I have a question about series circuits. There are 3 resistors, R1 is 10kohms/.5W and R2 is 3.3kohms/.250W and the third is unknown. If the circuit draws a current of 1.5mA from a 27V source, how do i calculate the ohmic value of the third resistor?
Nicholas, Mohawk College
Thank you for your question, Nicholas. Physics is not normally my forte, but I can help you with this one.

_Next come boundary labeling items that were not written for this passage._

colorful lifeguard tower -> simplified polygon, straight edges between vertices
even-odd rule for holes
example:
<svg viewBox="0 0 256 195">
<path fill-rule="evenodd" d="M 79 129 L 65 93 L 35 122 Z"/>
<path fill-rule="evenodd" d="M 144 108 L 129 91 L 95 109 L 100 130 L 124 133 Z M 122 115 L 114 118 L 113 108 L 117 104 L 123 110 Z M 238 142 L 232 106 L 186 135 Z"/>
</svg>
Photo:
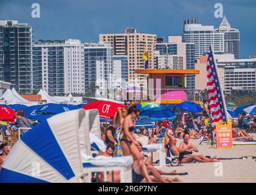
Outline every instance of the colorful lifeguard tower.
<svg viewBox="0 0 256 195">
<path fill-rule="evenodd" d="M 159 104 L 179 104 L 191 101 L 196 104 L 194 90 L 186 88 L 186 77 L 193 77 L 200 73 L 195 69 L 136 69 L 135 73 L 148 74 L 148 99 L 137 102 L 155 101 Z"/>
</svg>

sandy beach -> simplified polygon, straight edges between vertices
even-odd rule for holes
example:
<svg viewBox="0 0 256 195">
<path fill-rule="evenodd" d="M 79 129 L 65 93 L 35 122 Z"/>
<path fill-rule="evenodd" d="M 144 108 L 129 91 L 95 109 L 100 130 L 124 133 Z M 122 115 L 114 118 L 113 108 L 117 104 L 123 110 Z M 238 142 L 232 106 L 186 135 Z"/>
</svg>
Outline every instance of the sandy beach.
<svg viewBox="0 0 256 195">
<path fill-rule="evenodd" d="M 254 140 L 256 140 L 255 134 Z M 181 141 L 182 140 L 179 140 L 177 146 L 179 146 Z M 217 149 L 215 145 L 212 146 L 206 143 L 199 145 L 199 141 L 197 140 L 191 140 L 190 141 L 199 149 L 198 154 L 220 158 L 256 156 L 256 145 L 234 146 L 230 149 Z M 187 172 L 188 175 L 177 176 L 183 182 L 256 182 L 255 159 L 252 160 L 251 157 L 249 157 L 247 160 L 221 160 L 221 162 L 223 163 L 222 177 L 215 176 L 215 170 L 216 168 L 215 163 L 188 163 L 183 164 L 183 166 L 166 166 L 160 169 L 165 171 L 176 169 L 177 172 Z"/>
</svg>

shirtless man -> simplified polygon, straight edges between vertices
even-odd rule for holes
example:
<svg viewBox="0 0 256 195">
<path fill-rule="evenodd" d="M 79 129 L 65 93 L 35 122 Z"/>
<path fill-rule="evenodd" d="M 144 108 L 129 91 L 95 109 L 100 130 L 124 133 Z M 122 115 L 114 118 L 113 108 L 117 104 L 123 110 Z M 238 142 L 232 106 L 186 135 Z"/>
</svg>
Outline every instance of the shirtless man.
<svg viewBox="0 0 256 195">
<path fill-rule="evenodd" d="M 204 114 L 209 115 L 210 111 L 209 111 L 209 109 L 208 108 L 208 101 L 207 100 L 204 101 L 203 110 L 204 110 Z"/>
<path fill-rule="evenodd" d="M 218 160 L 215 158 L 208 158 L 202 154 L 192 155 L 193 151 L 198 152 L 198 149 L 197 149 L 193 144 L 189 143 L 190 138 L 190 135 L 189 133 L 184 133 L 183 136 L 183 141 L 180 143 L 179 148 L 179 158 L 180 163 L 187 163 L 194 161 L 208 163 L 218 161 Z"/>
<path fill-rule="evenodd" d="M 115 146 L 113 144 L 110 143 L 107 146 L 106 151 L 105 152 L 101 152 L 97 156 L 112 157 L 114 153 Z M 104 174 L 103 172 L 99 172 L 98 173 L 99 177 L 99 181 L 101 183 L 104 182 Z M 107 182 L 120 182 L 120 174 L 119 171 L 114 171 L 114 180 L 113 180 L 112 172 L 108 172 L 107 174 Z"/>
<path fill-rule="evenodd" d="M 139 151 L 141 152 L 141 155 L 143 157 L 146 157 L 144 154 L 144 152 L 142 151 L 142 145 L 140 143 L 140 146 L 138 147 Z M 168 178 L 165 177 L 162 177 L 161 174 L 164 174 L 165 172 L 160 170 L 157 170 L 156 168 L 152 165 L 151 162 L 151 158 L 149 157 L 146 157 L 146 159 L 144 161 L 142 161 L 141 163 L 144 164 L 146 165 L 146 168 L 149 174 L 152 174 L 154 177 L 151 177 L 151 179 L 154 182 L 162 182 L 162 183 L 171 183 L 171 182 L 180 182 L 180 180 L 177 179 L 177 177 L 172 179 Z M 143 165 L 144 166 L 144 165 Z M 176 172 L 176 171 L 172 171 L 171 173 L 175 173 Z M 143 179 L 144 180 L 145 179 Z"/>
<path fill-rule="evenodd" d="M 167 136 L 169 138 L 169 144 L 170 145 L 171 149 L 175 156 L 179 157 L 180 152 L 179 152 L 179 147 L 176 146 L 176 139 L 174 136 L 171 136 L 171 135 L 168 132 L 167 133 Z"/>
<path fill-rule="evenodd" d="M 2 165 L 4 163 L 4 161 L 5 160 L 6 156 L 9 153 L 10 149 L 7 144 L 2 144 L 0 146 L 0 150 L 1 150 L 2 153 L 0 156 L 0 170 L 2 168 Z"/>
</svg>

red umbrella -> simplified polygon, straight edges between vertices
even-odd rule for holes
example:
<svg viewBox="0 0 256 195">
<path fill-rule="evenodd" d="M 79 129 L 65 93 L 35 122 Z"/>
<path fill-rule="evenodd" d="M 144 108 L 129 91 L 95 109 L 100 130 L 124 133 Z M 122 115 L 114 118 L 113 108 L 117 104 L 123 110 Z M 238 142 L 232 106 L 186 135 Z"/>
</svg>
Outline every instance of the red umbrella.
<svg viewBox="0 0 256 195">
<path fill-rule="evenodd" d="M 0 121 L 14 122 L 15 111 L 10 108 L 0 106 Z"/>
<path fill-rule="evenodd" d="M 99 118 L 113 119 L 118 107 L 124 108 L 124 105 L 109 101 L 98 101 L 87 104 L 82 108 L 85 110 L 98 109 Z"/>
</svg>

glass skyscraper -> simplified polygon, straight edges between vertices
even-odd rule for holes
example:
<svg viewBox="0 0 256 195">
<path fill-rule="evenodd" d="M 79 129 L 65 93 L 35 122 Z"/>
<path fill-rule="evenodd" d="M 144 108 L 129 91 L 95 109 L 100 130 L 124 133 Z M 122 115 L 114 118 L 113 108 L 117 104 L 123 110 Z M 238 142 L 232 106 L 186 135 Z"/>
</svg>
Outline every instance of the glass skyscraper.
<svg viewBox="0 0 256 195">
<path fill-rule="evenodd" d="M 113 48 L 107 43 L 84 43 L 84 58 L 85 93 L 107 93 L 113 87 Z"/>
<path fill-rule="evenodd" d="M 32 27 L 0 20 L 0 80 L 21 93 L 32 92 Z"/>
</svg>

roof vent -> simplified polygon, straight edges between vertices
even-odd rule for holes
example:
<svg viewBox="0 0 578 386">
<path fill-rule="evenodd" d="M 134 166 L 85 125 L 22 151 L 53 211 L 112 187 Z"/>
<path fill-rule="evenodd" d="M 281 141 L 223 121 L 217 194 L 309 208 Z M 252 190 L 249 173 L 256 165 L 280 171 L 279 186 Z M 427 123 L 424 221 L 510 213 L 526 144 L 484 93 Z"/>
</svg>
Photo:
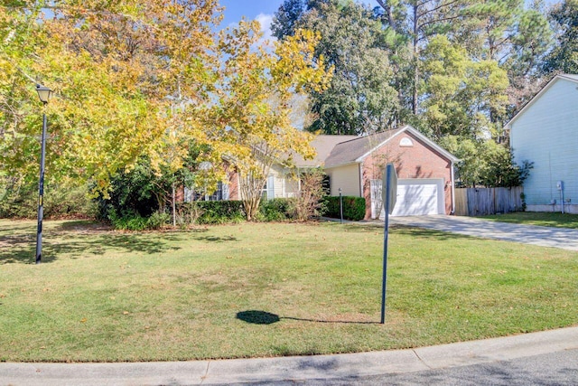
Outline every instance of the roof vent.
<svg viewBox="0 0 578 386">
<path fill-rule="evenodd" d="M 403 138 L 401 138 L 401 141 L 399 141 L 399 146 L 401 147 L 411 147 L 414 146 L 414 142 L 407 137 L 404 137 Z"/>
</svg>

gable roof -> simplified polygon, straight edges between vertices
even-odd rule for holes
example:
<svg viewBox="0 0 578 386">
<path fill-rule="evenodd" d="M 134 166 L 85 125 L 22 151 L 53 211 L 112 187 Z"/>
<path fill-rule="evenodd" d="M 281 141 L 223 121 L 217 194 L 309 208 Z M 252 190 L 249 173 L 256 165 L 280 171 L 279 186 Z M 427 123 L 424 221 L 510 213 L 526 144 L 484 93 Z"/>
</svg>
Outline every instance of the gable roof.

Our first step is to determine the power and resistance for the circuit as a whole. We are given the power in volts and current in milliamps, so to find the power we should convert milliamps to amps:
1.5mA x 1A/1000mA = 0.0015A
With the current now expressed in Amps, we can calculate the power for this circuit:
power = current x volts, or
power = 0.0015A x 27V, or
power = 0.0405W
Now let's find the total resistance in the series circuit by using Ohm's law:
resistance = volts/current, or
resistance = 27V/0.0015A, or
resistance = 18,000 ohms or 18kohms
Now comes the fun part. The resistance values given in the question are not the resistance in this circuit but resistance ratings based on wattage, as evidenced by the ohms/W units. To find their resistance in this circuit, we'll need to convert these values to ohms/0.0405W as our next step:
r1/0.0405W = 10000ohms/.5W
r1 = (10,000ohms)(.0405W)/(.5W), or 810 ohms
r2/0.0405W = 3300ohms/.25W
r2 = (3,300ohms)(.0405W)/(.25W), or 534.6 ohms
Now for the big finish. We know the total resistance of the series circuit (18,000 ohms). We know the resistance of two of the three resistors. We know that in a series circuit, the total resistance is the sum of all the resistors in series. Thus, the third resistor is:
r3 = 18,000 ohms – (810 ohms + 534.6 ohms), or
r3 = 16,655.4 ohms
I hope this helps. Let us know if you need anything else.